Reply To: Controller lockups / crashes with wired Ethernet module

March 3, 2021 at 12:49 pm #69346

Participant

More updates: I have caught a few hang conditions. I have also had some bad luck!
One time I accidentally kicked the power connector out when I was extracting state
data during a hang condition thereby losing the state. The other day the power
went out for a few hours when I had another hang condition that I was examining.

Some hang conditions I have waited 2 months for, others I have caught in 1 or
2 days. I have also bricked my OS a few times.

Anyway, it seems that there are two conditions that produce network problems.
The first is a receive buffer overflow. This is indicated by the ESTAT register
bit 6 set to 1 and the EIR register bit 0 set to one. This condition does
not clear itself.

I suspect the cause is that the OS code does not poll the network layer
fast enough to prevent a buffer overflow in all conditions. Since the ENC28J60
chip does not have any internal packet processing it must be polled often enough
to handle all packets that appear on the wire. This includes ICMP (ARP)
packets and packets that are not addressed to the OS. This condition only
appears rarely so it need not be fixed in the OS code but there must
be some recovery mechanism.

The second fault is indicated by the ESTAT register being set to 0x13. This
is a transmit “late collision error”. This condition also does not seem to
clear itself.

I will add this code in the do_loop() routine.

if ((estat & ESTAT_ERROR) || (eir & EIR_ERROR)) {
OpenSprinkler::start_ether();
}

This resets the entire Ethernet layer including the ENC28J60 chip.
It should clear all these error conditions.
I will run this for my next test and log the number of occurrences.

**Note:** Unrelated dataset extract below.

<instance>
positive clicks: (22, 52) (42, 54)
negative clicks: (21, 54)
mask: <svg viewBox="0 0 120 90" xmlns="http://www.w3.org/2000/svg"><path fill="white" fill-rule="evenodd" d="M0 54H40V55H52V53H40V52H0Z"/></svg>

In looking through the code find no memory leaks or data corruption.
That is what I was expecting to find. I think that the problem
results from a mismatch between the relatively slow ESP based OS
code and the 1 Gigabit Ethernet. Packets can arrive too fast.
The solution, I think, lies in a robust recovery of a rare error
condition rather than to try to handle the packets faster.